Justice made to measure: NSW legal needs survey in disadvantaged areas ( 2006 ) Cite this report
Ch 1. Introduction
Genn (1999) found that 41 per cent had completely achieved their main objective, 15 per cent had partly achieved it and 34 per cent had not achieved it.20 Comparable percentages (38, 15 and 38, respectively) were reported by Genn and Paterson (2001). Pleasence et al. (2004b) reported that almost three-quarters of respondents who took action secured at least some of their objectives, and just over half secured all their objectives.
The LJF (2003) pilot study asked about satisfaction with the outcome of resolved events and with the current status of other events. They found that a little over half were satisfied with the outcome or status of their legal events, a little over one-quarter were dissatisfied, and the remainder were neither satisfied nor dissatisfied.
Factors related to satisfactory outcome of legal events
A number of factors have been reported to be associated with whether or not the outcome of legal events is viewed as satisfactory, including the type of legal problem, the type of action taken or the type of advice sought, the method of resolution and various demographic characteristics.

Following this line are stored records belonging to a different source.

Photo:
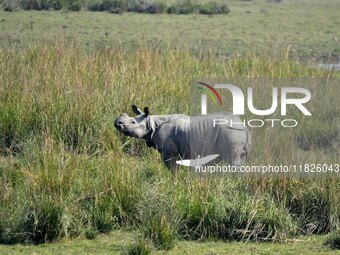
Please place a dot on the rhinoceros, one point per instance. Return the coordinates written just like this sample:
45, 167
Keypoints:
178, 136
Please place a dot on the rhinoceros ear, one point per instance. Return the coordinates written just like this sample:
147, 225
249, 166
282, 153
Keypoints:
146, 111
136, 110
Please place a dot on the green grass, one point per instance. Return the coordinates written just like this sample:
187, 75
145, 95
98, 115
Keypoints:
118, 242
65, 172
309, 27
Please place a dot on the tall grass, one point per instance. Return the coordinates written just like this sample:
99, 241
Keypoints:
65, 171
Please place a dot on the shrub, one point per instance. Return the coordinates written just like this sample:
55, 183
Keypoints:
182, 7
142, 247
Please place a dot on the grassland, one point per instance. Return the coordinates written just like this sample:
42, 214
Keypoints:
118, 242
309, 27
66, 174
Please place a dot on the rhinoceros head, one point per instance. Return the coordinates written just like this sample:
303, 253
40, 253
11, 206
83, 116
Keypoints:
137, 127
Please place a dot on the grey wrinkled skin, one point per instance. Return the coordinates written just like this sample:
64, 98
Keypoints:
178, 136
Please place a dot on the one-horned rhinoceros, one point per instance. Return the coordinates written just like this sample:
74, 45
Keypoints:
178, 136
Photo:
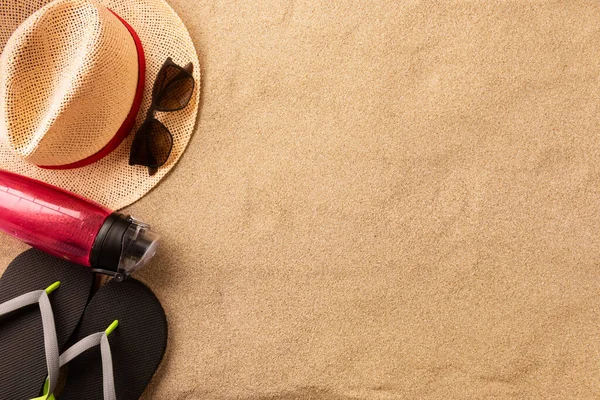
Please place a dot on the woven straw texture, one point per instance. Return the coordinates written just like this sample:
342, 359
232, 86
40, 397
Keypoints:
69, 78
71, 108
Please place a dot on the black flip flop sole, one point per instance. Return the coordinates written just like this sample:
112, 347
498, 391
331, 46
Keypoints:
22, 355
137, 345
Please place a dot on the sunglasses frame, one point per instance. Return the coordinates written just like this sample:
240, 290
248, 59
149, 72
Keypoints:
150, 115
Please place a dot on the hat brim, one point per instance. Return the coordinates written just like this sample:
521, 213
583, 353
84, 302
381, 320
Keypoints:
111, 181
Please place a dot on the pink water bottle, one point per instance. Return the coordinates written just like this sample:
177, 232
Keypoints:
71, 227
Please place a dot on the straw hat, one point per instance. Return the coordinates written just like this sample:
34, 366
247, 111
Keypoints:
76, 79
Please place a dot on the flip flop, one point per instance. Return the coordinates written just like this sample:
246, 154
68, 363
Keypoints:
31, 335
120, 343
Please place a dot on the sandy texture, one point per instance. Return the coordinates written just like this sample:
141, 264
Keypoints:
384, 200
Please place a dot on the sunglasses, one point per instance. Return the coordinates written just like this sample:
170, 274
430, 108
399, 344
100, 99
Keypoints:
172, 91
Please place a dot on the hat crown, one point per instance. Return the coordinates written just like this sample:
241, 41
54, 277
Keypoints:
68, 78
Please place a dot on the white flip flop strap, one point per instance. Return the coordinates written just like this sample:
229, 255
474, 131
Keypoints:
49, 328
84, 345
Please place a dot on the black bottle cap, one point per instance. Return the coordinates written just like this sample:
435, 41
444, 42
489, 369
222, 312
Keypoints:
108, 247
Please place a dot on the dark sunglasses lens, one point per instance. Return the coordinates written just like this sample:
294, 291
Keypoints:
174, 89
152, 145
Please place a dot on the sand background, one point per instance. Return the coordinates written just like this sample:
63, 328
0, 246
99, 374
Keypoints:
384, 200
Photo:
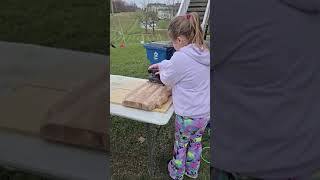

In terms of the type of legal event, Genn (1999) found that respondents were more likely to report achieving their main objectives for accidental injury, work-related ill health, consumer and tribunal matters. Genn and Paterson (2001) reported that the main objective was most likely to be achieved for divorce and separation problems. The LJF (2003) pilot study examined satisfaction with the current status of legal events across both events that had been resolved at the time of the survey and those that were ongoing. They found that participants were most satisfied with the status of wills/estates, personal injury and motor vehicle events, and least satisfied with the status of credit/debt, business, consumer, criminal law, employment, government, domestic violence, human rights and health events.
A number of studies have found that taking action, or taking a certain type of action, is associated with higher levels of satisfaction. For example, in the United States, the ABA (1994) found that both low- and moderate-income households were more likely to be satisfied with the ultimate resolution of a matter if they had engaged the civil justice system. Dale (2000) found that about three-quarters of those who did not obtain legal representation were dissatisfied with the outcome, whereas about three-quarters of those who obtained legal representation were satisfied with the outcome. The Task Force (2003) found low-income respondents were satisfied with the outcomes of only 26 per cent of all their legal problems, but were satisfied with the outcomes of 61 per cent of the legal problems where attorney assistance was used. Schulman et al. (2003) similarly reported that using private lawyers or legal aid organisations tended to result in high levels of satisfaction with the eventual outcome.
In the United Kingdom, Genn (1999) found that respondents were more likely to perceive the outcome as fair if they sought advice from a solicitor or law centre. While Pleasence et al. (2004b) did not find a significant difference in the rate at which objectives were met between those who obtained legal advice and those who did not, they note that these two groups were not comparable in terms of the types of problems they faced. However, they did find that respondents whose advice was funded by legal aid were more likely than others who obtained advice to secure some or all of their objectives.
In Australia, the LJF (2003) pilot study examined satisfaction with the current status of legal events at the time of the survey according to whether the respondent took no action to resolve the event, handled the event alone or sought help from a legal or non-legal adviser. They found no significant difference in the rate of satisfaction with the current status of the event for those who took no action and those who sought help from a legal or non-legal adviser. However, compared with participants who sought help (from a legal or non-legal adviser), those who handled the event alone were significantly more likely to be satisfied with the status of their legal events at the time of the survey.21
In terms of manner of resolution, in the United Kingdom, Genn (1999) found that respondents were more likely to report achieving their main objectives for cases finalised by agreement between parties rather than for cases finalised by court or ombudsman’s decision. There was, however, no difference in the ratings of fairness of outcome for these two types of cases. Genn and Paterson (2001), however, found higher rates of perceived fairness for cases finalised by agreement rather than by adjudicated decision.
In terms of sociodemographic characteristics, in the United Kingdom Genn (1999) found gender, age, social class, education, employment status and income were related to whether or not the main objectives were achieved. The most important of these demographic factors was age, with younger respondents being more likely than average to report doing so. Genn also found that gender, employment status and income were associated with whether or not the outcome was perceived as fair. In particular, men were less likely than women to perceive the outcome as fair, as were high-income earners compared with low-income earners.
The ABA (1994) study in the United States reported higher levels of satisfaction with the outcome among moderate-income households (54%) than among low-income households (38%).
In Australia, the LJF (2003) found that rates of satisfaction with the status of legal events at the time of the survey were associated with ethnicity and education. Rates of satisfaction were higher for persons born in an English speaking country compared with those born in a non-English speaking country, and for persons with lower levels of education compared with university graduates.